Gamora stands on a high school playing field amid the eviscerated corpses of an entire football team. Blood is dripping from her dagger and there’s a wicked smile on her lips. Above her, a spaceship casts a light on the pitch – as though she’s just beamed down for the slaughter.
An archetypal high school nerd (Jimmy) steps towards her holding a wilted bouquet of flowers.
CAPTION (JIMMY): It was love at first sight.
JIMMY: That was fanTAStic. You’re, like, the girl I’ve been waiting for all my life, dude…
In the high school cafeteria. Jimmy is eating an unappetising school dinner while two snotty ‘mean girl’ types look on, sneering at him and his new girlfriend. Gamora, sitting across the table from Jimmy, has just shot two donut-hole sized holes through the girls’ foreheads while they’re still in mid-bitch.
GIRL A: Look at Jimmy with his new ho’ – they think they’re too cool for sch--
GIRL B: Yeah - what a bee-yotc--
SFX: Zoop! Zoop!
CAPTION: I’d never met anyone like Gamora before. She was just so wild, so exciting… so dangerous.
At the school dance, Jimmy and Gamora are slow-dancing while Jimmy’s classmates stand around looking jealous, awestruck, frightened and disdainful. (Different expressions for different people!) Jimmy has one hand in the small of Gamora’s back, the other is going up for second base. Gamora is smiling wickedly again.
CAPTION: We were the envy of everyone.
CAPTION: Of course, I knew it couldn’t last.
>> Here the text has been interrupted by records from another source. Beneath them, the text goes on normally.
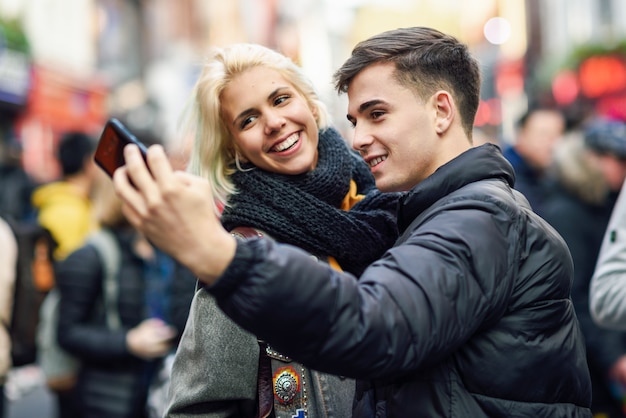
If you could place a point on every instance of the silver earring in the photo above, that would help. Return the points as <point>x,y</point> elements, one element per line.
<point>238,164</point>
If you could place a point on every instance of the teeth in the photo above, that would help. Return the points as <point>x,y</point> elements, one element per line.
<point>287,143</point>
<point>377,160</point>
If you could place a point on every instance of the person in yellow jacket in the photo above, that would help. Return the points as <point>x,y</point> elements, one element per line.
<point>64,206</point>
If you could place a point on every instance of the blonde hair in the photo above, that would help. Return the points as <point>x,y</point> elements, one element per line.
<point>213,153</point>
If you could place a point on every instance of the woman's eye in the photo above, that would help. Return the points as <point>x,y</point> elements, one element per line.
<point>377,113</point>
<point>280,99</point>
<point>247,121</point>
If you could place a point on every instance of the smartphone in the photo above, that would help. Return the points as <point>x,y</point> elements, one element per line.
<point>110,151</point>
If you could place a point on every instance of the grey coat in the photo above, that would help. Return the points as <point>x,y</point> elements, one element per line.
<point>215,371</point>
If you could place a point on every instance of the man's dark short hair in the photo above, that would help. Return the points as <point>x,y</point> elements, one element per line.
<point>426,60</point>
<point>74,148</point>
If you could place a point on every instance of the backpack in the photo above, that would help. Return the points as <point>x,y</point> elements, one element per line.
<point>59,367</point>
<point>34,277</point>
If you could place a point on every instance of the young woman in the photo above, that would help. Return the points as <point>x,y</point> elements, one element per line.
<point>263,140</point>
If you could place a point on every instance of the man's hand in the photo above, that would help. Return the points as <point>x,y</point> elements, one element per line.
<point>174,210</point>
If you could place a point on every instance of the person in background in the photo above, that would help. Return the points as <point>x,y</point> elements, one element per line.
<point>64,206</point>
<point>468,315</point>
<point>8,262</point>
<point>589,170</point>
<point>154,295</point>
<point>264,141</point>
<point>16,185</point>
<point>531,153</point>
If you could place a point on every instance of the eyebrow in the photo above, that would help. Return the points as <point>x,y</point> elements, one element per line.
<point>364,106</point>
<point>247,112</point>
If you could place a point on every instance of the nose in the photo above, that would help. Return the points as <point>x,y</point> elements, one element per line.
<point>361,140</point>
<point>274,121</point>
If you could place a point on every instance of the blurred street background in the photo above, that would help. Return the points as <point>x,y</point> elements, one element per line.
<point>71,64</point>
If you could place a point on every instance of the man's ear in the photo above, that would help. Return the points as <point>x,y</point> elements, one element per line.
<point>445,111</point>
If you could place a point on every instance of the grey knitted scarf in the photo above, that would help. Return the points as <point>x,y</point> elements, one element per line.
<point>303,210</point>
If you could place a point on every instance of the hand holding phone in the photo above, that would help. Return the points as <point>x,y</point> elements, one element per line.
<point>110,151</point>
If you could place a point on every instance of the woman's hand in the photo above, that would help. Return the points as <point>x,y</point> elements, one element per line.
<point>152,338</point>
<point>174,210</point>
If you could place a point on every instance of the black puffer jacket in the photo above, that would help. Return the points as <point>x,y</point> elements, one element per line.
<point>470,317</point>
<point>112,381</point>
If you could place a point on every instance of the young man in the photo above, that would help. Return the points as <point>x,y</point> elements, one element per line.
<point>468,315</point>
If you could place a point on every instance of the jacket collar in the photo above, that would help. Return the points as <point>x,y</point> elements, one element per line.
<point>479,163</point>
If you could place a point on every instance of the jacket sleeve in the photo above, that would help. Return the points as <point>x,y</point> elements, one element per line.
<point>214,374</point>
<point>413,306</point>
<point>607,293</point>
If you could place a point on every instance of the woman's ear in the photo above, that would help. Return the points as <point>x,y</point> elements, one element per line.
<point>445,111</point>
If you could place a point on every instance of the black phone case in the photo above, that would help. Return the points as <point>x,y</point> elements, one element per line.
<point>109,154</point>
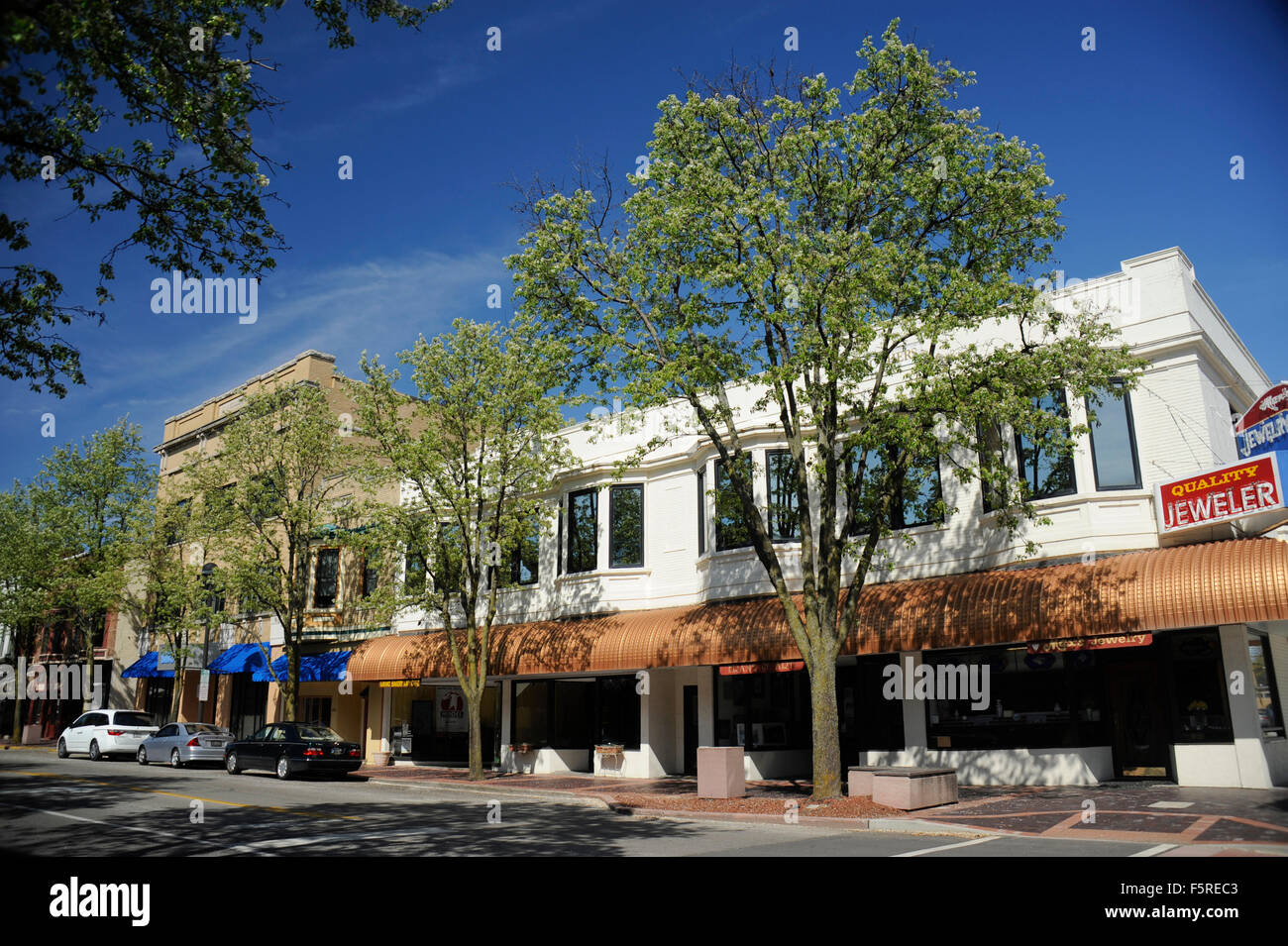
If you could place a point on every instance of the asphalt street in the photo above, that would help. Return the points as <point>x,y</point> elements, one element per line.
<point>68,807</point>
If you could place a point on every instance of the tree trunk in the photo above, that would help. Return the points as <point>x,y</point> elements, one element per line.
<point>827,735</point>
<point>291,684</point>
<point>475,712</point>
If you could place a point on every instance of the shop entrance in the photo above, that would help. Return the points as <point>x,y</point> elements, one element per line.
<point>1137,719</point>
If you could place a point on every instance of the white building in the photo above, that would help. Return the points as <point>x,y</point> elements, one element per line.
<point>666,641</point>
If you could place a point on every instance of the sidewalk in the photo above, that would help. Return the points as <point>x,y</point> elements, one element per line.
<point>1197,820</point>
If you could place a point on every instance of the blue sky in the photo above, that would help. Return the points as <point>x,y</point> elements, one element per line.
<point>1137,136</point>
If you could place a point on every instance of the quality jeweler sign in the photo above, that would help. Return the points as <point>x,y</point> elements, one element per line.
<point>1219,495</point>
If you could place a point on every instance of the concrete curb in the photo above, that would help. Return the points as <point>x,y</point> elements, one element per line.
<point>496,791</point>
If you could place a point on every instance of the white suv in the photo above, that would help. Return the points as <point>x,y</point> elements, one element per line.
<point>106,732</point>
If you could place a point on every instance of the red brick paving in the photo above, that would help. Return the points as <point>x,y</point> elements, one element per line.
<point>1122,812</point>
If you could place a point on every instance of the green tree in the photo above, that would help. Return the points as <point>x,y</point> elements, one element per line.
<point>477,450</point>
<point>27,559</point>
<point>187,75</point>
<point>271,489</point>
<point>88,499</point>
<point>857,263</point>
<point>172,591</point>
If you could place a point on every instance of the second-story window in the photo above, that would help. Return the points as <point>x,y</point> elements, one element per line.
<point>781,480</point>
<point>1046,469</point>
<point>415,580</point>
<point>626,527</point>
<point>1113,439</point>
<point>702,511</point>
<point>914,489</point>
<point>583,530</point>
<point>524,559</point>
<point>326,577</point>
<point>732,528</point>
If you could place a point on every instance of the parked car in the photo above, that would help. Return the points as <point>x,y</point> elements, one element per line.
<point>104,732</point>
<point>290,748</point>
<point>181,743</point>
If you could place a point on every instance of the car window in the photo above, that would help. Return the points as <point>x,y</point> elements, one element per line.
<point>130,718</point>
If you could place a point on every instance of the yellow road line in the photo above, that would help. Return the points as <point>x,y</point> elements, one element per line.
<point>193,798</point>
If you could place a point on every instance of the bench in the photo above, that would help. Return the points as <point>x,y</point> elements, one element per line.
<point>905,787</point>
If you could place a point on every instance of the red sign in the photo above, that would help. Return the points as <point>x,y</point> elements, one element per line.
<point>1267,405</point>
<point>1102,643</point>
<point>768,667</point>
<point>1232,491</point>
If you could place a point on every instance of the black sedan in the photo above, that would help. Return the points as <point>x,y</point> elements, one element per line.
<point>290,748</point>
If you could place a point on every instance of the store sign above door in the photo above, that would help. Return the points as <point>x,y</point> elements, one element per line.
<point>1219,495</point>
<point>1265,426</point>
<point>767,667</point>
<point>1099,643</point>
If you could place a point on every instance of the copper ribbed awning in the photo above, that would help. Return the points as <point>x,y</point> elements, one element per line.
<point>1158,589</point>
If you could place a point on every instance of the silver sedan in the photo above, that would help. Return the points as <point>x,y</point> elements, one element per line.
<point>180,743</point>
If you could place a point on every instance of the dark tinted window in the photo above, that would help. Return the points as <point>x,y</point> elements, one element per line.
<point>326,577</point>
<point>583,530</point>
<point>732,529</point>
<point>1046,469</point>
<point>1113,439</point>
<point>781,478</point>
<point>626,527</point>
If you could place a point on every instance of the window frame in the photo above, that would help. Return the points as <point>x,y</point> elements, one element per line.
<point>1131,438</point>
<point>771,519</point>
<point>590,555</point>
<point>1072,489</point>
<point>612,525</point>
<point>720,543</point>
<point>317,563</point>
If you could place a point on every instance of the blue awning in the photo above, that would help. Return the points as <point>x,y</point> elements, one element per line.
<point>243,658</point>
<point>146,667</point>
<point>313,668</point>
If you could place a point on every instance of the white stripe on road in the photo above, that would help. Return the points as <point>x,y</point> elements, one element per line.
<point>150,832</point>
<point>947,847</point>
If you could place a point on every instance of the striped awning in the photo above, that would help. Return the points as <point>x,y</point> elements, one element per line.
<point>1158,589</point>
<point>147,667</point>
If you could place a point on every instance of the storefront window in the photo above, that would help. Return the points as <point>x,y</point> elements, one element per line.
<point>1033,700</point>
<point>578,713</point>
<point>1266,692</point>
<point>1113,439</point>
<point>764,709</point>
<point>1201,709</point>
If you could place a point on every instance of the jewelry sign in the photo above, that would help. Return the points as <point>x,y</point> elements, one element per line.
<point>1232,491</point>
<point>1265,425</point>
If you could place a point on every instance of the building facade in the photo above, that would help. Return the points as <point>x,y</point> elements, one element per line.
<point>642,626</point>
Jimmy’s bedroom. Typical teenage geek’s room – metal posters on the walls, comics and clothes scattered on the floor, a gaming console in the corner. On the bed, Jimmy and Gamora are getting it on. Jimmy’s down to his boxers, Gamora’s in her skimpiest metallic underwear. They’re both dripping in sweat. Gamora’s on top, obviously. She’s just ripped Jimmy’s still beating heart out of his chest and is arching her back as she holds her prize before her. The heart is glowing like a jewel. She's satisfied - her mission is complete.
CAPTION: Turns out I’d been alien-abducted as a baby and the bug-eyed bastards had stashed some kooky ultimate nullifier space-doohickey in my left ventricle which could only be activated if my heart rate reached a peak of 221 bpm… or something.
CAPTION: Dude, like there are worse ways to go.